Canary Deployment
What canary deployment is, how gradual traffic shifting works, which metrics to watch, and how to configure automatic rollback triggers for AI model releases.
Canary deployment is a release technique that gradually shifts production traffic from an existing version to a new version, monitoring for regressions at each stage before proceeding to the next. The name refers to the historical practice of using canaries in coal mines as early warning systems: a small percentage of users (the “canary”) encounters the new version first, and problems surface before the full user base is affected.

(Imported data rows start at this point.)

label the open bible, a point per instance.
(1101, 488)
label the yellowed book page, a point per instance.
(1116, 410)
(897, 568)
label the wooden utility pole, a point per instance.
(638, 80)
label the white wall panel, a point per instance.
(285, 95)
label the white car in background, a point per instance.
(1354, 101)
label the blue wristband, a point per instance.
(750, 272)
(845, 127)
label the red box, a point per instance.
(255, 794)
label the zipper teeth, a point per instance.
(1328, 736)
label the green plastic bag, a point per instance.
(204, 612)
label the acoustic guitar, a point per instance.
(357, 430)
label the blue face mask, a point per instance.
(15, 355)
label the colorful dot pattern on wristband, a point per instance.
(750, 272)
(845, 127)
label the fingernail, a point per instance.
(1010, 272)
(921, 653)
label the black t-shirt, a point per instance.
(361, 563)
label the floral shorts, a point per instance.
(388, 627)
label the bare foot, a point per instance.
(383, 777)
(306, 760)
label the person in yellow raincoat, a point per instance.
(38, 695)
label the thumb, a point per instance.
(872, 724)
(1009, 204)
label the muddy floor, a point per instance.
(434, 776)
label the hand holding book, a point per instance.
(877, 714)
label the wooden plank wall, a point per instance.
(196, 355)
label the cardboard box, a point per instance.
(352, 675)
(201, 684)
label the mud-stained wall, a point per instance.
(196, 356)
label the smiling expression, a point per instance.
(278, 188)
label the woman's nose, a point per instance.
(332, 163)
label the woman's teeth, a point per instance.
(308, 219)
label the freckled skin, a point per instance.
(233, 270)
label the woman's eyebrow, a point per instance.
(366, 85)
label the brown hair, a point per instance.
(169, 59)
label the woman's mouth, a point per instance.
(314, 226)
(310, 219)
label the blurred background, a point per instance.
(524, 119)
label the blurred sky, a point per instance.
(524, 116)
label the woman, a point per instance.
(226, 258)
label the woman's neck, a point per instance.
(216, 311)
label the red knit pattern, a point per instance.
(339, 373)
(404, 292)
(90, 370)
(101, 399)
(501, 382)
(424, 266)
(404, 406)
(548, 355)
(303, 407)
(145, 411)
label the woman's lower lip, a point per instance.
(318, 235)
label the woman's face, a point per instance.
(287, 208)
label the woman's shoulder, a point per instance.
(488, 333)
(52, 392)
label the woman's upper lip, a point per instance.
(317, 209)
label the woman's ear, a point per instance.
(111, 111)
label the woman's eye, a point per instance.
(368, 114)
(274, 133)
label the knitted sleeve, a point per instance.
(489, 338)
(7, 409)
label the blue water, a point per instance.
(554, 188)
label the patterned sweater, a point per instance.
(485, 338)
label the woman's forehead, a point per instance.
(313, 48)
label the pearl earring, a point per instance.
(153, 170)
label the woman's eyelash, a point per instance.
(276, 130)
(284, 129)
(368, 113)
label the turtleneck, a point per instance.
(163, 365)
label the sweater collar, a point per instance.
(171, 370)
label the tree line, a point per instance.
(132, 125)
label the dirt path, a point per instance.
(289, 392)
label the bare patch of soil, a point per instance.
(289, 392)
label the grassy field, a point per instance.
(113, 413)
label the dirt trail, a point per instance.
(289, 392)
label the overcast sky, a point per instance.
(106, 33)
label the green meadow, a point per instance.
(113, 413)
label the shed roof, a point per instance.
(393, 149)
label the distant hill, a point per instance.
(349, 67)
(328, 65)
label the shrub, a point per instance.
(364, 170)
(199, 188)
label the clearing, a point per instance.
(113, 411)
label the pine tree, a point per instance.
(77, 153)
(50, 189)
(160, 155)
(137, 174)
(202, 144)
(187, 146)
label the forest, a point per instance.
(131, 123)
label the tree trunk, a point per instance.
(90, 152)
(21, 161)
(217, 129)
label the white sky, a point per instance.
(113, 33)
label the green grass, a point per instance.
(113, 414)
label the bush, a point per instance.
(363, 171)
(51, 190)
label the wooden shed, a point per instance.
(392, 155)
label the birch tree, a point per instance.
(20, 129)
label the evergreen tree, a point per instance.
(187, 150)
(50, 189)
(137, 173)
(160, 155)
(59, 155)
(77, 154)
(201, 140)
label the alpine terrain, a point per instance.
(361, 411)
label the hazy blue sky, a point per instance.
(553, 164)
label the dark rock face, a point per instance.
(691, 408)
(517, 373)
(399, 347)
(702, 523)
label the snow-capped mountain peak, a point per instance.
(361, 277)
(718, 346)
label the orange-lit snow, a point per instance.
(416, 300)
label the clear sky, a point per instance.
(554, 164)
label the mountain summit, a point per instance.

The technique is also known as progressive delivery, phased rollout, or weighted traffic routing, depending on the tooling and context.
How It Works
A traffic routing mechanism - a load balancer, Lambda alias weights, or API Gateway - splits incoming requests between the current version and the new version according to a configured percentage. The typical progression is:
- Deploy new version to production infrastructure
- Route 5% of traffic to the new version; 95% continues to the current version
- Monitor key metrics for a defined observation period (typically 10-30 minutes)
- If metrics are healthy, increase to 25%, then 50%, then 100%
- At each stage, if a metric threshold is breached, automatically or manually revert to 0% on the new version
The key advantage over blue-green deployment is the observation window: rather than an all-or-nothing switch, canary deployment builds evidence of the new version’s behaviour under real production traffic at each stage.
Metrics to Watch
The metrics monitored during a canary deployment determine whether the rollout proceeds or rolls back. Appropriate metrics depend on the workload.
For any production service:
- Error rate (HTTP 5xx errors, application exceptions)
- Request latency at p50, p95, and p99
- Availability (successful requests / total requests)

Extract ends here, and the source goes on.